Eumenides

Aeschylus

Aeschylus, Volume 2. Smyth, Herbert Weir, translator. London; New York: William Heinemann; G.P. Putnam's Sons, 1926.

  1. Oh, oh! Alas! We have suffered, friends. Indeed I have suffered much and all in vain.
  2. We have suffered very painfully, oh! an unbearable evil. The beast has escaped from our nets and is gone. Overcome by sleep, I have lost my prey.
Chorus
  1. Oh! Child of Zeus, you have become a thief—
  2. you, a youth, have ridden down old divinities—by showing respect to your suppliant, a godless man and cruel to a parent; although you are a god, you have stolen away a man that killed his mother. What is there here that anyone shall call just?
Chorus
  1. Reproach, coming to me in a dream, struck me like a charioteer with goad held tight, under my heart, under my vitals.

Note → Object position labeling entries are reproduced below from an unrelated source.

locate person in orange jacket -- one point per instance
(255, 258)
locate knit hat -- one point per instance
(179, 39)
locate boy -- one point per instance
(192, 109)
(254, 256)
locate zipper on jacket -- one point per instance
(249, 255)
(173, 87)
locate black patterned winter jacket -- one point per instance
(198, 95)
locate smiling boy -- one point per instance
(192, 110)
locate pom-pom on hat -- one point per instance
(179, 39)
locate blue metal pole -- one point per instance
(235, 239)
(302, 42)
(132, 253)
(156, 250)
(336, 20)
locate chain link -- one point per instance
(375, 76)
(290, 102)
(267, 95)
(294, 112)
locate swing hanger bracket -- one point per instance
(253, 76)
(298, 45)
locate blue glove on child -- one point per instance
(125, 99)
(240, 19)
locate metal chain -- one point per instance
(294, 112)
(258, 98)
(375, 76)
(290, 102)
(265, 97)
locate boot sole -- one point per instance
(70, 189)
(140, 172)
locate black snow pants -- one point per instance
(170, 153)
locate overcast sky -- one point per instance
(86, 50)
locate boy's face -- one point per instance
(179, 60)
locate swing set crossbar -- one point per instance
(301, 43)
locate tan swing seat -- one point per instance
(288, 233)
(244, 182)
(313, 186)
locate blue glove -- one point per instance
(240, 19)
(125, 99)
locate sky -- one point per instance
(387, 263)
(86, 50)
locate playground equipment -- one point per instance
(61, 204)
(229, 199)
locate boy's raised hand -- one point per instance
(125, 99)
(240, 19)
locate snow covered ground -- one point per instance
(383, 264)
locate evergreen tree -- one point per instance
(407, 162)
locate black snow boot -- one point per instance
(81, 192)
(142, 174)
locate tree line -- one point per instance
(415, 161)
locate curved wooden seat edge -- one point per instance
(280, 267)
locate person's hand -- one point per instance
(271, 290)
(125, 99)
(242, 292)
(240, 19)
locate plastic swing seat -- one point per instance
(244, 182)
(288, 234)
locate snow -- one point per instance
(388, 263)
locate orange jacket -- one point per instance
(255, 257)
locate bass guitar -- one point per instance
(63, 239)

  2. I can feel the cruel, the very cruel chill of the executioner’s destroying scourge.
Chorus
  1. They do such things, the younger gods, who rule, wholly beyond justice, a throne dripping blood,
  2. about its foot, about its head. I can see the center-stone of the earth defiled with a terrible pollution of blood.
Chorus
  1. Although he is a prophet, he has stained his sanctuary
  2. with pollution at its hearth, at his own urging, at his own bidding; against the law of the gods, he has honored mortal things and caused the ancient allotments to decay.
Chorus
  1. And he brings distress to me too, but he shall not win his release;
  2. even if he escapes beneath the earth, he is never set free. A suppliant, he will acquire another avenger from his family.[*](As Agamemnon was slain by Clytaemestra and Clytaemestra by Orestes, so Orestes shall be slain by one of his own race. μιάστωρis properly polluter.)

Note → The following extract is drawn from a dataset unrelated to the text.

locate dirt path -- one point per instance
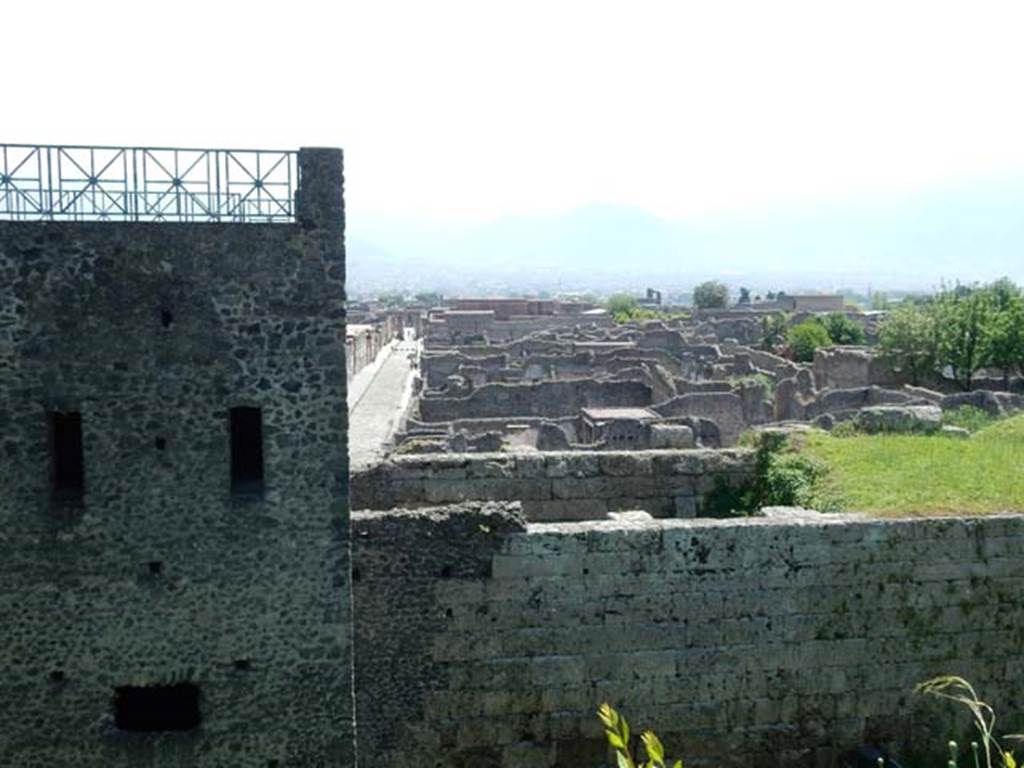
(378, 408)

Enters from the inner sanctuary.
Apollo
  1. Out, I order you! Go away from this house at once,
  2. leave my prophetic sanctuary, so that you may not be struck by a winged glistening snake[*](The arrow sped from Apollo’s gold-wrought string is called a winged glistening snake because it stings like a serpent’s bite. There is also a latent word-play: ὄφις snake suggests ἰός snake’s poison which also means arrow.) shot forth from a golden bow-string, and painfully release black foam, vomiting the clots of blood you have drained from mortals.
  3. It is not right for you to approach this house; no, your place is where the punishments are beheading, gouging out of eyes, cutting of throats, and where young men’s virility is ruined by destruction of seed; where there is mutilation and stoning, and where those who are impaled beneath their spine moan long and piteously.
  4. Do you hear what sort of feast is your delight? You are detested by the gods for it. The whole fashion of your form sets it forth. Creatures like you should live in the den of a blood-drinking lion, and not inflict pollution
  5. on all near you in this oracular shrine. Be gone, you goats without a herdsman! No god loves such a flock.
Chorus
  1. Lord Apollo, hear our reply in turn. You yourself are not partially guilty of this deed;
  2. you alone have done it all, and are wholly guilty.
Apollo
  1. What do you mean? Draw out the length of your speech this much.